The Results Are In

Below is the analysis of my MAP data comparing the impact of instructional models: lecture vs. flipped.

Class A is comprised of high achieving 5th graders.

Curriculum:
In the lecture formated classroom, my instructional materials consisted of the 5th grade math curriculum and manipulatives. With the “flipped” model, I used the 6th grade curriculum, Fantastic 5, and Compass Learning.
Pacing
Lecture: Everyone worked at the same pace
Flipped: Self-paced

Class A: 2010-2011
Lecture
67% met Fall to Spring target growth
86% made growth with 48% making double digit growth

Class A: 2011-2012
Flipped
82% met their Fall to Spring target growth.
100% made growth with 71% making double digit growth.

Class B is comprised of identified Gifted students.

Curriculum:
In the lecture formated classroom, my instructional materials consisted of the 6th grade math curriculum.
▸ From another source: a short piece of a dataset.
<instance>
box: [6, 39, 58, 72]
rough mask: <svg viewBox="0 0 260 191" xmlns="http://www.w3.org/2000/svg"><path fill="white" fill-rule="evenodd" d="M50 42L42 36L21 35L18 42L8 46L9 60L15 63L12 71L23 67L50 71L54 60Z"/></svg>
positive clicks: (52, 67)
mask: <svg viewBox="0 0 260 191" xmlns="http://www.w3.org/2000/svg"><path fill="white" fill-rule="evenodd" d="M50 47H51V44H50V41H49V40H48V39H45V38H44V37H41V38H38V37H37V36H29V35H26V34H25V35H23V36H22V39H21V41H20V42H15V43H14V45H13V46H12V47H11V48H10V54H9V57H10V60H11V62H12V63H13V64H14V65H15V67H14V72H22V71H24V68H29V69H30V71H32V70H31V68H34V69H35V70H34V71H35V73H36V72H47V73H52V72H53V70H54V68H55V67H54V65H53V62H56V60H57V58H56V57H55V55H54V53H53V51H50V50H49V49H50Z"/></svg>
With the “flipped” model I used the 6th grade curriculum, Fantastic 5, and Compass Learning.

Pacing
Lecture: Everyone worked at the same pace
Flipped: Self-paced

Class B: 2010-2011
Lecture
74% met Fall to Spring target growth
89% made growth with 63 % making double digit growth

Class B: 2011-2012
Flipped
61% met Fall to Spring target growth
94% made growth with 61% making double digit growth

Question:
Why did the Fall to Spring growth decrease with the gifted students under the “flipped” model?

Answer:
I discussed this question with my administrator. She pointed out that the ceiling for the MAP test had been changed this year, which changed the growth norms affecting those students in the upper top quartile. In other words, the students had to now grow between 9 and 10 points as apposed to 6 or 7 points, as in previous years. So, with that information in hand, I went back to my data and made the comparisons based on last years norms. Class A was not affected by the ceiling change. However, with Class B the percentile of students making fall to spring increased. It went from 61% to 78% met. Now I know the “flipped” model had a positive impact, but to continue that impact I will need to include the Des Cartes when planning.